“Now, what I want is Facts”, says Thomas Gradgrind in the opening line of Charles Dickens’ Hard Times. Replace the word “Facts” with “Data” and aficionados of big data will readily agree. Some even assert there will be no more need for theory because data patterns already tell us the whole story. Are such claims ill-founded? After all, scientists have been working with data for centuries. Empirical data have been the linchpin of the social and natural sciences ever since the latter emerged to supersede what was increasingly felt to be unempirical scholastic quibbling.
This article explores the validity of claims that theory has lost its practical purpose in a world where the abundance, and easy availability, of data is purported to provide sufficient guidance to our actions. In a future Risk Insights article we will consider the possible consequences for the life insurance industry with a particular eye on the future role of human expert knowledge.
The end of theory
The last person to proclaim the end of something momentous was the American political scientist Francis Fukuyama. In 1989 he argued that history was about to culminate in a final stage in which the entire world would be governed by liberal democracies.1 Alas, history, far from coming to a standstill, has proved him wrong.
But do data aggregators, such as Google, represent the gravediggers of theory? Is it “time to ask: What can science learn from Google?”2 Or do aficionados of big data succumb to its undisputable momentum in the same way Fukuyama was overwhelmed by the epochal political changes in the early 1990s?

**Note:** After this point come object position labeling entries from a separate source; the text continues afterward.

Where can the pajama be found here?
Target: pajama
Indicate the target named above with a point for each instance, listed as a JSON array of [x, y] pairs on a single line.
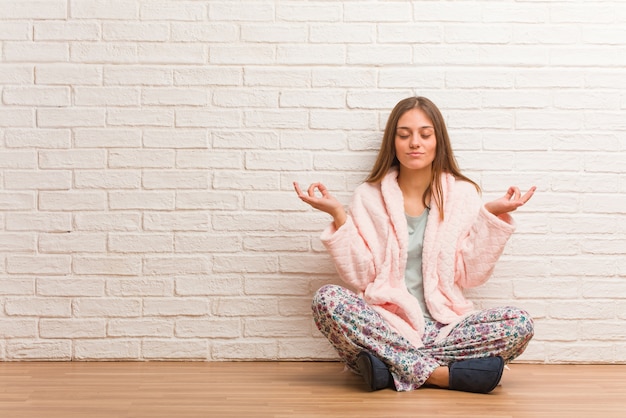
[[351, 325]]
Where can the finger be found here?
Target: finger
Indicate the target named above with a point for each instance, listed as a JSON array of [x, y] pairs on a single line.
[[312, 188], [516, 193], [323, 190], [528, 194], [297, 187]]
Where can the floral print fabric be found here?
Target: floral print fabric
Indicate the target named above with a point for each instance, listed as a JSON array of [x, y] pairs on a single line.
[[351, 326]]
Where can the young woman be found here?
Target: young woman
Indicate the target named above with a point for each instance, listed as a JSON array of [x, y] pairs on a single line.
[[416, 235]]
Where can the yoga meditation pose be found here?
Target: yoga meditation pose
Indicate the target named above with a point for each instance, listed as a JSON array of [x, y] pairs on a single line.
[[415, 236]]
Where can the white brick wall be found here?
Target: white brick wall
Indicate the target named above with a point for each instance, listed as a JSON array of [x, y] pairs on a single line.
[[147, 150]]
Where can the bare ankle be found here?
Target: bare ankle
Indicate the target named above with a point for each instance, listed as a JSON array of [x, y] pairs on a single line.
[[439, 377]]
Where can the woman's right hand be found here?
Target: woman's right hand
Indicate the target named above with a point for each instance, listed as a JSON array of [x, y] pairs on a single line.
[[326, 203]]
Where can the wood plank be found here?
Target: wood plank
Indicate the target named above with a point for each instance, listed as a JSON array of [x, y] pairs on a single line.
[[292, 389]]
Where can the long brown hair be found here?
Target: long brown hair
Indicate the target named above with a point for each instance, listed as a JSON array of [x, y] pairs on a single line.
[[444, 161]]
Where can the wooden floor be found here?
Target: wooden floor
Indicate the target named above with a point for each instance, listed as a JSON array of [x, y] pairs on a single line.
[[292, 389]]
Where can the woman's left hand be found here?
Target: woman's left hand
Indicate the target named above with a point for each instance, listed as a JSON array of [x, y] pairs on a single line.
[[512, 200]]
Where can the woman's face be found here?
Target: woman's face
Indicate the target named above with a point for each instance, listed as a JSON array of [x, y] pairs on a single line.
[[415, 141]]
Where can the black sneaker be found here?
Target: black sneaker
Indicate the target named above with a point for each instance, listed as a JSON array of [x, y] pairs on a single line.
[[480, 375]]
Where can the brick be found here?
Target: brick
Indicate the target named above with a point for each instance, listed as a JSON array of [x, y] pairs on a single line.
[[177, 307], [40, 264], [103, 9], [47, 307], [128, 75], [216, 286], [106, 349], [140, 243], [328, 54], [71, 328], [176, 265], [314, 12], [282, 327], [207, 201], [341, 33], [208, 76], [47, 222], [106, 96], [175, 138], [241, 11], [173, 349], [277, 77], [106, 307], [38, 138], [17, 286], [146, 327], [69, 243], [235, 97], [127, 31], [60, 350], [245, 140], [66, 74], [245, 350], [209, 244], [70, 118], [107, 221], [23, 118], [207, 118], [205, 32], [110, 179], [208, 328], [184, 179], [139, 287], [245, 264], [16, 74], [72, 200], [209, 159], [106, 265], [273, 32], [125, 200], [36, 96], [159, 53], [246, 307], [172, 10], [185, 221], [70, 287], [242, 54], [66, 31], [18, 328], [119, 53], [141, 159]]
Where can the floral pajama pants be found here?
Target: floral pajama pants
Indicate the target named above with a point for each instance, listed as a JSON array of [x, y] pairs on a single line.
[[351, 325]]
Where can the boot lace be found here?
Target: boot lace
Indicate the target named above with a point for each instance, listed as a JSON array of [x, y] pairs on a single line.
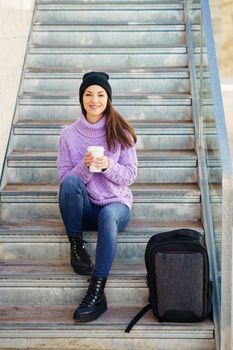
[[79, 250]]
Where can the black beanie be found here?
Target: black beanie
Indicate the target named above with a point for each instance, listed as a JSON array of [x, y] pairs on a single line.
[[95, 78]]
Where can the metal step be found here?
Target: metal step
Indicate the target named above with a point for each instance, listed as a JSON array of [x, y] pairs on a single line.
[[110, 12], [108, 57], [168, 80], [36, 240], [168, 135], [54, 283], [157, 201], [89, 35], [52, 328], [154, 166]]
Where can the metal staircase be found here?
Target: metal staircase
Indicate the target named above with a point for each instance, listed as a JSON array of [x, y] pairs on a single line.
[[143, 46]]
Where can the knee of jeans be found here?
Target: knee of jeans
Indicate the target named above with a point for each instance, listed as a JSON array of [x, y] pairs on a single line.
[[70, 182], [106, 213]]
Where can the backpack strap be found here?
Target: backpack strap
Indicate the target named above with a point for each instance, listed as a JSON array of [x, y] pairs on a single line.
[[137, 317]]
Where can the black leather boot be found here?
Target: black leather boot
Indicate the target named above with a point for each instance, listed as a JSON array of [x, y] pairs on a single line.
[[94, 303], [80, 259]]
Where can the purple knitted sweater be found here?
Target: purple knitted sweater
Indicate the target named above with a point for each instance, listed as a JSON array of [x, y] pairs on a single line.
[[110, 185]]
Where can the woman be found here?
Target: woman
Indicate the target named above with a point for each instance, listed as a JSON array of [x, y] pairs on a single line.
[[100, 200]]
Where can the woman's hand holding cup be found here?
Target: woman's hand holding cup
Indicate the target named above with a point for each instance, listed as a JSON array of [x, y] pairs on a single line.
[[95, 159], [88, 159]]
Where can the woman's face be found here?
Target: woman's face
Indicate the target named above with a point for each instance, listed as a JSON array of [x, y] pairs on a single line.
[[95, 100]]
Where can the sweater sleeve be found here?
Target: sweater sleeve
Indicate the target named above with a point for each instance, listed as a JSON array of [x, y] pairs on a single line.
[[65, 165], [124, 171]]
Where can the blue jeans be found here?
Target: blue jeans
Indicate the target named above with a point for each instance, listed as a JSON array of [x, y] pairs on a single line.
[[78, 214]]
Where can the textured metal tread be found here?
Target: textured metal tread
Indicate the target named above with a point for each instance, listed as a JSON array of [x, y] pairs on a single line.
[[43, 321], [140, 73], [142, 27], [137, 188], [52, 230], [50, 49], [142, 155]]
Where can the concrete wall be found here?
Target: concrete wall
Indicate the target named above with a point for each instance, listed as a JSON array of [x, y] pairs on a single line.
[[226, 59], [15, 21], [222, 20]]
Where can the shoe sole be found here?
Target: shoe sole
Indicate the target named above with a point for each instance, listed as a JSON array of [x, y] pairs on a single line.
[[92, 317]]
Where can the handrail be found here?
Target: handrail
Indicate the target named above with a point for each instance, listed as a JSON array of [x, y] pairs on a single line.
[[16, 102], [227, 169], [197, 93]]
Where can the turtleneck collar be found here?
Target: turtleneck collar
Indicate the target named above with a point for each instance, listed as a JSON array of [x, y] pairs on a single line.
[[91, 130]]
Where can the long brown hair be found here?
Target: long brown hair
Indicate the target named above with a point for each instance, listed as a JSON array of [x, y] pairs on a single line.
[[117, 128]]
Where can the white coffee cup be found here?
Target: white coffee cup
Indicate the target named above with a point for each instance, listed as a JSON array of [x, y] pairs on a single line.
[[97, 151]]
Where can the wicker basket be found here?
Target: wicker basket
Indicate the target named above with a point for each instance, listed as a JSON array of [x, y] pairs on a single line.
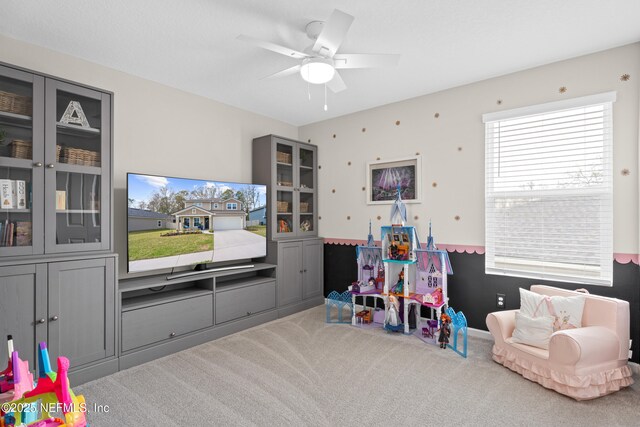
[[21, 149], [283, 207], [283, 157], [17, 104], [78, 156]]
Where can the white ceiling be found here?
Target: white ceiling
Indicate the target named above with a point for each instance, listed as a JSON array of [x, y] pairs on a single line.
[[190, 44]]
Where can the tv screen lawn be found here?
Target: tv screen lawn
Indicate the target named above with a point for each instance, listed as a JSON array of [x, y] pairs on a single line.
[[174, 222]]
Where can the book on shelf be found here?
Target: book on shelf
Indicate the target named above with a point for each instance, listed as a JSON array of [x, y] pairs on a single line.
[[23, 233], [6, 194], [21, 194], [61, 200], [13, 194]]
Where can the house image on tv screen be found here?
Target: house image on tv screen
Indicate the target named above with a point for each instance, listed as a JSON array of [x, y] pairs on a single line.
[[208, 214]]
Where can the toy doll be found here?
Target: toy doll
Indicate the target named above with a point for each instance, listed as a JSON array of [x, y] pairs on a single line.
[[393, 316], [445, 330]]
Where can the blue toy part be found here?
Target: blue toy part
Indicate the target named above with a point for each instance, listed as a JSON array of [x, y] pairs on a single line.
[[339, 301], [458, 324]]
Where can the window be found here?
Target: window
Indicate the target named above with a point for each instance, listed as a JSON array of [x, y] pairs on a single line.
[[549, 191]]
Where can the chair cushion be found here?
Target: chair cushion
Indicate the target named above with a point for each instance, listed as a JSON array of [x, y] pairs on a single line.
[[566, 311], [534, 331]]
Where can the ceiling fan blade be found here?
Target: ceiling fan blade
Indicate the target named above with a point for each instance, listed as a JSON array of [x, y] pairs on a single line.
[[284, 73], [364, 60], [333, 33], [336, 84], [272, 47]]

The idea that big data will allow direct empirical access to the world, stripped of any theory, has been discussed repeatedly in recent years.3 In reality it is simply a recent manifestation of an age-old dispute in the history of science and philosophy. Prominent rationalist philosophers, among them Descartes and Leibniz, claimed that certain knowledge could only result from reason and logic. Conversely, the empiricist school of Bacon, Locke and Hume held that experience formed the ultimate foundation of knowledge. Bacon went as far as to assert that empirical facts would speak for themselves.4
The foundation of knowledge became a matter of dispute again in the first half of the 20th century, opposing the followers of “falsificationism” with the advocates of “logical positivism”. This time it was scientific knowledge that was at stake, or more precisely, the criteria a knowledge claim must obey in order to qualify as scientific.
According to the philosopher Karl Popper, scientific knowledge claims (theories) must, in principle, be refutable (falsifiable) on the basis of empirical observation.5 For example, the theory that says, “It will rain tomorrow” is scientific because it will be refuted if it does not rain tomorrow. On the other hand, the theory that says, “It will, or will not, rain tomorrow” is unscientific, since no conceivable observation statements could refute the theory.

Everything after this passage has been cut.